BZ: Die Reform wird vorerst nicht einen neuen Pflegebedürftigkeitsbegriff umfassen.
Mascher: Auch das finde ich ärgerlich. Seit 2009 haben wir eine umfassende wissenschaftliche Untersuchung vorliegen mit Vorschlägen, wie der Bedürftigkeitsbegriff erweitert werden kann, damit neben körperlichen auch seelisch-geistige Beeinträchtigungen berücksichtigt und somit Demenzkranke miteinbezogen werden – weg also von der entwürdigenden Minutenpflege. Schwarz-Gelb hätte seit 2009 Zeit gehabt, das umzusetzen. Jetzt soll erneut ein Beirat eingesetzt werden, um den Begriff zu überprüfen. Da frage ich mich: Wie viel Zeit will diese Regierung noch vertun?
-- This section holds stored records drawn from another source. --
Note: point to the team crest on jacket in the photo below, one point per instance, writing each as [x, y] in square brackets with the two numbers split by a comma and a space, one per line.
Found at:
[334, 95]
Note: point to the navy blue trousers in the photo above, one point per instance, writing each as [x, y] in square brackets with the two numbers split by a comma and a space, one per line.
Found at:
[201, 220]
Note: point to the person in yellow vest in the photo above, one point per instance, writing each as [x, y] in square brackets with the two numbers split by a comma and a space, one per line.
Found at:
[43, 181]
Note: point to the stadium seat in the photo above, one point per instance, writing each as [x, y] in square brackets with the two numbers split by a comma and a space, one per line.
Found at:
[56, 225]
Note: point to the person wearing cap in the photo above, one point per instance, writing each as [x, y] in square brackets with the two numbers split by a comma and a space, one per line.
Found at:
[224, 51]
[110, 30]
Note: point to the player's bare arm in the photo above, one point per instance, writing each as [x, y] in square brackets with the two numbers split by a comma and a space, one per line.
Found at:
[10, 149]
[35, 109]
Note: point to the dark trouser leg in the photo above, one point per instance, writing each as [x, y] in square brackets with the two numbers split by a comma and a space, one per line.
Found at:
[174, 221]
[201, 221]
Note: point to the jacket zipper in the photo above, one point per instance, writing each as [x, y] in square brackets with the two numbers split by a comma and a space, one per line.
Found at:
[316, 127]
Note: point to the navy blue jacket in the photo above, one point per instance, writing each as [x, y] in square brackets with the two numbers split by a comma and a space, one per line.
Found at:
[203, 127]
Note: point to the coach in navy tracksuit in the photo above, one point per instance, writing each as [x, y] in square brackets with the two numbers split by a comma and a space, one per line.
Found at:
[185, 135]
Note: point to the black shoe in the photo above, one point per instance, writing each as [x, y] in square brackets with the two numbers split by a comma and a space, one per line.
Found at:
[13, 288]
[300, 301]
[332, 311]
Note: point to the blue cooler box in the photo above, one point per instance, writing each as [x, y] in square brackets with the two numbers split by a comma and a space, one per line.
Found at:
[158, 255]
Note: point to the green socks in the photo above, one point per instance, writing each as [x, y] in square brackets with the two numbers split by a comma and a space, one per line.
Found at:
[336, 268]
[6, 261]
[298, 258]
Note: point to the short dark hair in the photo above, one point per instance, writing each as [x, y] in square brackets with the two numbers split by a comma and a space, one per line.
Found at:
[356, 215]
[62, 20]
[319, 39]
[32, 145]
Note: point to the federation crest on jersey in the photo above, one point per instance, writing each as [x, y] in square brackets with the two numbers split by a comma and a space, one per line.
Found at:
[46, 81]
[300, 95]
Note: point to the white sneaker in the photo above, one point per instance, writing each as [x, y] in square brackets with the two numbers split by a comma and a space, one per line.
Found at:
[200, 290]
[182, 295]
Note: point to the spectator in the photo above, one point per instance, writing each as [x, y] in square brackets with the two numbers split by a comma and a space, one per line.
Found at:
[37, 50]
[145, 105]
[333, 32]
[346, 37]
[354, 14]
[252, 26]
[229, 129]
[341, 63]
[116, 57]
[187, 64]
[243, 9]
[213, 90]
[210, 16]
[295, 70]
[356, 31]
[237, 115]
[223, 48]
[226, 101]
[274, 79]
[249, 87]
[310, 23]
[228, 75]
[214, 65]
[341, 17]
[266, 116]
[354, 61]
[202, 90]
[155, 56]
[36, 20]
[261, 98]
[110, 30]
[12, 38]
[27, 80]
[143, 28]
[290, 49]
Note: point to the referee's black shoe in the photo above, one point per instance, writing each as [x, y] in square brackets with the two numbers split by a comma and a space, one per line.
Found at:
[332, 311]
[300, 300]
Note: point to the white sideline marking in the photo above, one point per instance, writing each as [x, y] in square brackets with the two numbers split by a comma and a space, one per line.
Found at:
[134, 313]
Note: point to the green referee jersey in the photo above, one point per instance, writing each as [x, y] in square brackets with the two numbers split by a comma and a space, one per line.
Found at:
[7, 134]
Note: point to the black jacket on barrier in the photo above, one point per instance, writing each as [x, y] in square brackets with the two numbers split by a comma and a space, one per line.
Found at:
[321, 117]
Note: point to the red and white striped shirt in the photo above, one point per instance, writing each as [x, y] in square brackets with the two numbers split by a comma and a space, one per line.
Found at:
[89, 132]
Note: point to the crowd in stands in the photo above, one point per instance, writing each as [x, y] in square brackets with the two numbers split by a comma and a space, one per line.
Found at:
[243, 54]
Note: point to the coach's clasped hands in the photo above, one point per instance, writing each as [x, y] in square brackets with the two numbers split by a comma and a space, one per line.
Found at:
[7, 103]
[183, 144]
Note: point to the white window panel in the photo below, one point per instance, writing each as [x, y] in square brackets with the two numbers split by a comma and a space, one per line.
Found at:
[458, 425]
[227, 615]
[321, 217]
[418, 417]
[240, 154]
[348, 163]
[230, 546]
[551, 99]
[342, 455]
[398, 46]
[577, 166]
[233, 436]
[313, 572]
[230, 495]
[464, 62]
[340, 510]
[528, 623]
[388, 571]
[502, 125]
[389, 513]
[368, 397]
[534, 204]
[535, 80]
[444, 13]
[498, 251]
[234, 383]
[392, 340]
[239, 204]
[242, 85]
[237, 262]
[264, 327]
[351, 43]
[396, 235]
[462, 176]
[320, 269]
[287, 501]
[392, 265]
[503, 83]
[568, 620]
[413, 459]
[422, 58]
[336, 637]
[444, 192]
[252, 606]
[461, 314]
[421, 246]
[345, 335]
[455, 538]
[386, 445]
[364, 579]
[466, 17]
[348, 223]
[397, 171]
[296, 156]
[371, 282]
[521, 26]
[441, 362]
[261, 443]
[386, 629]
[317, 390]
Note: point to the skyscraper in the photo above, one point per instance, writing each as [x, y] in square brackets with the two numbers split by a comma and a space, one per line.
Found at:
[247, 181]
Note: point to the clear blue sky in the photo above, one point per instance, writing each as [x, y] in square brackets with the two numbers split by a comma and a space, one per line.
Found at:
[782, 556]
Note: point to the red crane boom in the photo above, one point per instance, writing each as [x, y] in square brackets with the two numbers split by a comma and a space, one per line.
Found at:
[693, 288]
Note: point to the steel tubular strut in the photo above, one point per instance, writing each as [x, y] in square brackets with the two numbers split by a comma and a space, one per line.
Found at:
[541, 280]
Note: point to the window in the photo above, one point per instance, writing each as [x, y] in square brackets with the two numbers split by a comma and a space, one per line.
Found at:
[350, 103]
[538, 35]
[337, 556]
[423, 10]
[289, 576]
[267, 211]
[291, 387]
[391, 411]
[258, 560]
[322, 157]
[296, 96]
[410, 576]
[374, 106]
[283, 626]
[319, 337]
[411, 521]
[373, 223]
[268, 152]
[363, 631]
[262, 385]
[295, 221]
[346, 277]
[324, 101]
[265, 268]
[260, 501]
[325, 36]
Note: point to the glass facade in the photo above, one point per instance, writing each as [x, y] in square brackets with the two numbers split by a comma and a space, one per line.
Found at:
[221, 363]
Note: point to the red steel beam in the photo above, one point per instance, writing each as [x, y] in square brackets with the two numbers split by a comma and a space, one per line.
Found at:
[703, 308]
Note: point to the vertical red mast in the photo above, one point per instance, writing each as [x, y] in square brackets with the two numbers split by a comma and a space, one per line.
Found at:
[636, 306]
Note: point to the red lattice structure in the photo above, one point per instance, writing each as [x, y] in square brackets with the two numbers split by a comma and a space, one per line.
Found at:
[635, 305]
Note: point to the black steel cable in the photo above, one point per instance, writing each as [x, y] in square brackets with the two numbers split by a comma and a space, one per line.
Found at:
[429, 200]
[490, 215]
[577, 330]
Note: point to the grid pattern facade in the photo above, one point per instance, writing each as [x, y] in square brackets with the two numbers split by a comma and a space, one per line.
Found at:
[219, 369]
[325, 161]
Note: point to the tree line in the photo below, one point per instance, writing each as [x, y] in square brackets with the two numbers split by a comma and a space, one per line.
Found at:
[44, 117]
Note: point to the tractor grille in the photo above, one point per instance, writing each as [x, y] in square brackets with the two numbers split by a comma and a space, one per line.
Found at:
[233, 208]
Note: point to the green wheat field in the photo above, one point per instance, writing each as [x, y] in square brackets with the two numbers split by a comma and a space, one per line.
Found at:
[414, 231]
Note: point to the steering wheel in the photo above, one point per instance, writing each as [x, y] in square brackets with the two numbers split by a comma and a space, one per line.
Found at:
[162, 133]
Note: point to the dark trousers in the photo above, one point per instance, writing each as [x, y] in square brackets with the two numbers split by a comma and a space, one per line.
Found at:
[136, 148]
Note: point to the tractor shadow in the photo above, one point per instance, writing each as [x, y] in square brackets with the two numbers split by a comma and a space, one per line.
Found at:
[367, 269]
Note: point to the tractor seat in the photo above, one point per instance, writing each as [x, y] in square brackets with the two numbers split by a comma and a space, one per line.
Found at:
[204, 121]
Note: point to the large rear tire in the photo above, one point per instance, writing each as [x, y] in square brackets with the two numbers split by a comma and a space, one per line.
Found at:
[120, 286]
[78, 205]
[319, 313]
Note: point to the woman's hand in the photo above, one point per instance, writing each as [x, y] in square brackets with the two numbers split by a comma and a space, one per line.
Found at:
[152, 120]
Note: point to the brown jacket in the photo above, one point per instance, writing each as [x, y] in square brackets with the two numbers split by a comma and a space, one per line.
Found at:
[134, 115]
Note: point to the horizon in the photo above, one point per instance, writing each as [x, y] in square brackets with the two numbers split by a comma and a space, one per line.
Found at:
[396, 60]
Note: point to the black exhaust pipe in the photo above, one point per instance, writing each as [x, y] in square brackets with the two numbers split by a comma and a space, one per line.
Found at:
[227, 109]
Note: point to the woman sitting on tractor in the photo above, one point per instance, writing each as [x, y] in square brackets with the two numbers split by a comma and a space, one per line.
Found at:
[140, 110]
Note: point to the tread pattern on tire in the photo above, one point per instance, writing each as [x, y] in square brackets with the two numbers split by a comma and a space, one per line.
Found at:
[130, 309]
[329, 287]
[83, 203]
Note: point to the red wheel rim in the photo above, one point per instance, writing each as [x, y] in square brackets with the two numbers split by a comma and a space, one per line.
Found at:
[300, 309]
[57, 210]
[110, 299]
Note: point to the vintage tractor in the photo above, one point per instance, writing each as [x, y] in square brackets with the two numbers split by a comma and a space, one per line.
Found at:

Die Politiker müssten endlich kapieren: Wenn wir über Pflegebedürftigkeit reden, sprechen wir nicht nur über unsere Eltern, sondern eventuell auch über uns selbst.
BZ: Was müsste getan werden, dass die Situation pflegender Angehöriger verbessert wird?
Mascher: Häufig ist es ja so, dass pflegende Angehörige selbst schon älter sind und so lange ihre Bedürftigen pflegen, bis sie gesundheitlich nicht mehr können. Da müsste eine Menge geschehen: Mehr Beratung, Prävention und Unterstützung, damit sie sich nicht völlig verausgaben. Was wir dringend brauchen, ist eine bessere rentenrechtliche Absicherung von pflegenden Angehörigen, um vor allem pflegende Frauen vor Altersarmut zu schützen. Nötig ist auch eine Lohnersatzleistung vergleichbar mit dem Elterngeld. Die Pflege von alten Menschen muss uns so viel wert sein wie Kindererziehung.